David Salvioni, President of AMAF ONLUS, Autoimmune Liver Disease Society, focused on early diagnosis and the association’s activities. “In cases where indicators of liver function are incorrect, offering antibody assessment may be an option that I would not rule out, as this is part of a network concept between specialists and general practitioners where the latter has an important role in identifying warning signs of disease.
Amaf has trained two expert patients to be able to speak at discussion tables, we have a how-to guide to be able to suggest the best treatment centers nationwide to our colleagues, we provide moral support and soon we will open a window dedicated to patients. rights.
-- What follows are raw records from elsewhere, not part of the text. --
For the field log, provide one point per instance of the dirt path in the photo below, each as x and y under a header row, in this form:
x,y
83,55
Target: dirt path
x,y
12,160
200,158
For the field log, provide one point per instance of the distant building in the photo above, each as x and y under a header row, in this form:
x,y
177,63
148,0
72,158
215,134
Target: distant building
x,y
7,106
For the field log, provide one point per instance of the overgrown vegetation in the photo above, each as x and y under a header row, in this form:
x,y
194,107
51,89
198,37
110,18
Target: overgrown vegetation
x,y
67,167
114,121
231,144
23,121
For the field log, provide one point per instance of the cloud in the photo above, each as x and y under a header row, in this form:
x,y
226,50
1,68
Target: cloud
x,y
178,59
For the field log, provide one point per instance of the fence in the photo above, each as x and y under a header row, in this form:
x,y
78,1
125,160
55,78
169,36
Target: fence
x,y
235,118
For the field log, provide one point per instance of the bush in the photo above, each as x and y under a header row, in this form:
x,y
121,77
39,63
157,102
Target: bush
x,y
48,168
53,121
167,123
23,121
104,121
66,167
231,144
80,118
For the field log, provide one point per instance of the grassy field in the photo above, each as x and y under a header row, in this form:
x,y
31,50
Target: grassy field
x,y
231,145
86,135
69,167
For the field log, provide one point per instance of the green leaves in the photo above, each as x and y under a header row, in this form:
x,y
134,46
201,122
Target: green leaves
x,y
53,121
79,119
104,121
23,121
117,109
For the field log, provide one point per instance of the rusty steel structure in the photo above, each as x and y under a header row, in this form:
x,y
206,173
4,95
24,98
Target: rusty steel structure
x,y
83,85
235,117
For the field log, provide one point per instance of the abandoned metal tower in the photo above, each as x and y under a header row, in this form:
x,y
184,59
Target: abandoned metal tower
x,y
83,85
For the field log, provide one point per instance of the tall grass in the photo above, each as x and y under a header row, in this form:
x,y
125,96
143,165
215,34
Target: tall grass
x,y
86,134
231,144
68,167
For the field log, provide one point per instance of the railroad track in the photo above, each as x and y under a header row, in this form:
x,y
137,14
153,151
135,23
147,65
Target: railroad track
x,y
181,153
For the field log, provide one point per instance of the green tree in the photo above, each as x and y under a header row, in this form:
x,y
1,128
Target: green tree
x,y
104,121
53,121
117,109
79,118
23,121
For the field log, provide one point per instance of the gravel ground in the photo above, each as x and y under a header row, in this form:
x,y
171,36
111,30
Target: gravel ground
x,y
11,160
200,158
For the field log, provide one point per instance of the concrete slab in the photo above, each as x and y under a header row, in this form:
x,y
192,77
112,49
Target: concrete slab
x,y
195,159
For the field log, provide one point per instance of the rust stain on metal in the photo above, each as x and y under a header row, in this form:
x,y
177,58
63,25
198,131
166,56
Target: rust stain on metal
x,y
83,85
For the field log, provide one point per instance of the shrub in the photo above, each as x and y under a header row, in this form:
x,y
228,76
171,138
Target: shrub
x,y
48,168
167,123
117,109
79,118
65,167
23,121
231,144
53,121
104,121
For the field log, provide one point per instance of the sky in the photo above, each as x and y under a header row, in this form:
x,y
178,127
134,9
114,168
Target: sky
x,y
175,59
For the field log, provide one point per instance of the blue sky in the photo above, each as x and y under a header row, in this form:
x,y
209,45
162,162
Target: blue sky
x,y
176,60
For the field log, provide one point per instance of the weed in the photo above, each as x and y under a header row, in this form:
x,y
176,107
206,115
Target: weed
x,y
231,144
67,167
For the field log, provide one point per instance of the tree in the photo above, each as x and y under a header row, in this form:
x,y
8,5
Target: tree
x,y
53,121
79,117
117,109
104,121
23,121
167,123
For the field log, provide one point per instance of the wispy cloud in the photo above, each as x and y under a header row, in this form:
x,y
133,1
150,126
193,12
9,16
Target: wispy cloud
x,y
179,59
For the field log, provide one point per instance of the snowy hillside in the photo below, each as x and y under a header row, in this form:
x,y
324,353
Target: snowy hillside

Finally, since our birth, we have been struggling to identify rare diseases of two diseases, primary cholangitis and autoimmune hepatitis, which although considered rare at the European level are not at the national level and with Uniamo we are collaborating to try to gain recognition.”
Close the workbench Franco Ripa, Head of Health and Social Health Planning. Deputy for the Directorate of Health and Welfare in the Piedmont Region who explained: “Autoimmune liver disease is a health problem in which medicine is making significant progress. To date, prevention measures are mainly of general and behavioral type. Thus, in this context, early diagnosis and development of appropriate management is fundamental to guiding patients toward organizational settings and treatments. The most convenient, according to an integrated model between the hospital and the territory.”